So, anyway, I dunno if mead is affected by that, but oxygenation is a huge concern in beer-making.
I myself made gallons of mead with strange flavors. Strawberry, mandarin orange and raisin.
*****Label all your bottles in case of allergies****
I have no idea about the honeycomb though...
But, I had a small bottle of licorice (and clove, I believe) mead from a bottle exchange at Xmas, and I must make some! Can't find any darn recipes for licorice/clove though.
(I also have an excess of madagascar vanilla bean, opeen for suggestions :)
Thanks!
If you want a sweeter mead then you need to decant the yeast after a month or two, but then it can sit in the dark/cool for as long as you want and it gets better with time.
I have a couple bottles that I have laid up for two years and its fantastic!
Here's my lime/mint batch
Hope it turn's out good
cheers!
While sterilizing your mouth with vodka is a good idea, it isn't necessary. The best way to start a siphon is to just fill the hose with water from the tap, plug off the ends with your fingers, then put the hose in your mead and the other into a spare cup.
when the water is done draining, you can pinch the tube and move to the real bottles.
Just a tip from a winemaker :)
Another vintner here.
Thanks!
I use Red Star brand yeast, but that's only cause I work in the ethanol industry and that's what we use at the plants. You can use Fleischman's or any other active dry yeast and should have no issue.
The only thing you want to make that your yeast isn't too old. I tried making some hard cider with a packet of yeast that was sitting in the fridge for a year (or more, not really sure) and it didn't go well because the yeast seemed to be mostly dead. I have never had problems using yeast that was recently purchased though.
Thank you for sharing this mate, just a stupid question:
How do you get everything out from the main jar so that you can reuse it to brew another batch?
Getting the chunks out at the end isn't trivial, as everything swells up during the fermentation. I have had good luck holding the bottle upside down and running a knitting needle or crochet hook in and out through the chunks catching whatever I can. It can take a little persistence.

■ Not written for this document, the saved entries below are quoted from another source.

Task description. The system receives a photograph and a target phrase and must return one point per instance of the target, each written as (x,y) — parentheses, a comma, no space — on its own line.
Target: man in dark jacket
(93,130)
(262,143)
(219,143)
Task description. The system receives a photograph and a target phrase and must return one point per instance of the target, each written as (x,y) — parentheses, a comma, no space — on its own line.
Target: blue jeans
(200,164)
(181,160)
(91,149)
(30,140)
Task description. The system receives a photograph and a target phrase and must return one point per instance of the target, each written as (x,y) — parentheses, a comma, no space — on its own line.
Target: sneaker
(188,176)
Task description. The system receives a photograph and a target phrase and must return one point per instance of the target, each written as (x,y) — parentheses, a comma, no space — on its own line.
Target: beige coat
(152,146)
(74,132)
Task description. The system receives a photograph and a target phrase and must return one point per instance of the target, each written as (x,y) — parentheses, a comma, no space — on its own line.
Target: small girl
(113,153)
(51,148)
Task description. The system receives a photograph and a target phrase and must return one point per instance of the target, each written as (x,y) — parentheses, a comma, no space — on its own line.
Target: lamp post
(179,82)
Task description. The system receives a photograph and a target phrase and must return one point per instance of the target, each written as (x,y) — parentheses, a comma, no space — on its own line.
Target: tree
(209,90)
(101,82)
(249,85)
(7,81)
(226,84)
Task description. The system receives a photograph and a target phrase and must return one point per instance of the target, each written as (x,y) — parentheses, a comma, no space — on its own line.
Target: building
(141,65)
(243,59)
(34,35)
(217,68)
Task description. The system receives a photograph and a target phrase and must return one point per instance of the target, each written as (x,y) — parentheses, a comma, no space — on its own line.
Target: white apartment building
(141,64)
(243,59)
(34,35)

It is definitely a good idea to cut the fruit much smaller than the neck of the jar at the start (like half the diameter) to allow for some swelling.
but why add mint and lemon?
je comprend le mélange eau + miel + levure
mais pourquoi ajouter menthe et citron ?
The yeast gets the majority of its sugar from the honey, and obviously some from the fruit, but the basic mead is made with only honey.